The two of them came walking down the air together, and everyone looked at them, most specifically Esemeli. There was a curse in Its eyes, but It said nothing.
Quelt and Ponch stepped down onto the mountaintop and walked into the heart of that great gathering.
She was wondering where you were,
Ponch said to Nita and Kit.
So was I. So we came looking.
Kit started to smile.
We’re not the only one who made some mistakes,
he said privately to Nita. Aloud, he said to Esemeli, “You know,
you’re
to blame for this.”
It turned to glare at him. “If you hadn’t hurried us along and had waited for Ponch to catch up with me,” Kit said, “he’d be stuck in here with the rest of us. But, no, you had to get going and get us nice and trapped.” Kit glanced over at Nita. “That Binding Oath is really something,” he said, “if it makes the Lone Power help us even when It’s trying to screw us up.”
“Or else,” Nita said, looking over at the Lone One with an expression that was difficult to read, “someone’s found a really good way to do the right things without
looking
like they were.” And she smiled just the slightest smile. “Didn’t somebody say they were getting a lot more mileage out of ambivalence these days?”
The Lone One turned away. “This will only work this once,” It said. “Make the most of it. When she releases me, you may later come to regret all this. In fact, I guarantee that you will.”

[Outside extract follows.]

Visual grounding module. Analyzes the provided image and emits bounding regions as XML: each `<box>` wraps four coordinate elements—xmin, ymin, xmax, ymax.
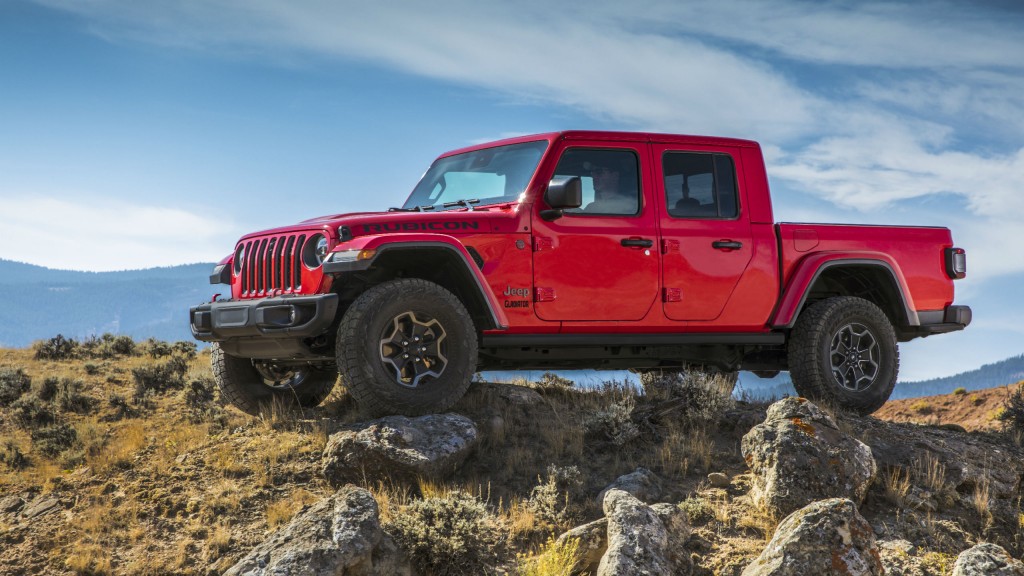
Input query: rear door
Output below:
<box><xmin>534</xmin><ymin>140</ymin><xmax>659</xmax><ymax>321</ymax></box>
<box><xmin>652</xmin><ymin>145</ymin><xmax>753</xmax><ymax>321</ymax></box>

Kit and Nita turned their attention back to Ponch and Quelt. Everyone else in that place was staring at them in astonishment, and the one looking hardest at them, though with the least look of being surprised, was Druvah. “Yes,” he said at last. “I foresaw this happening. But, I have to admit, not quite
this
way… ”
Quelt, for her own part, hardly gave Druvah more than a glance at first. She went straight over to Kit and Nita and took first Kit, then Nita, by the shoulders in her species’ greeting. “I am so sorry,” she said. “I treated you so badly when you were only telling me the truth. I feel terrible about it. And I felt terrible before, as well!
I
got you started on all this!”
Nita stared at Quelt, confused. “I thought
I
got
you
started on it!”
“No,” Quelt said. “You just said things idly that made me think more about things I’d been thinking already. Remember how I said that there was something missing? I hadn’t been really serious about it before, but after you said you had the same thoughts, they started to matter much more. When the thoughts were inside, I was discounting them. They didn’t seem important or real. Yet you were so different, and the place you come from is so different… and you still had those feelings. That was the key.”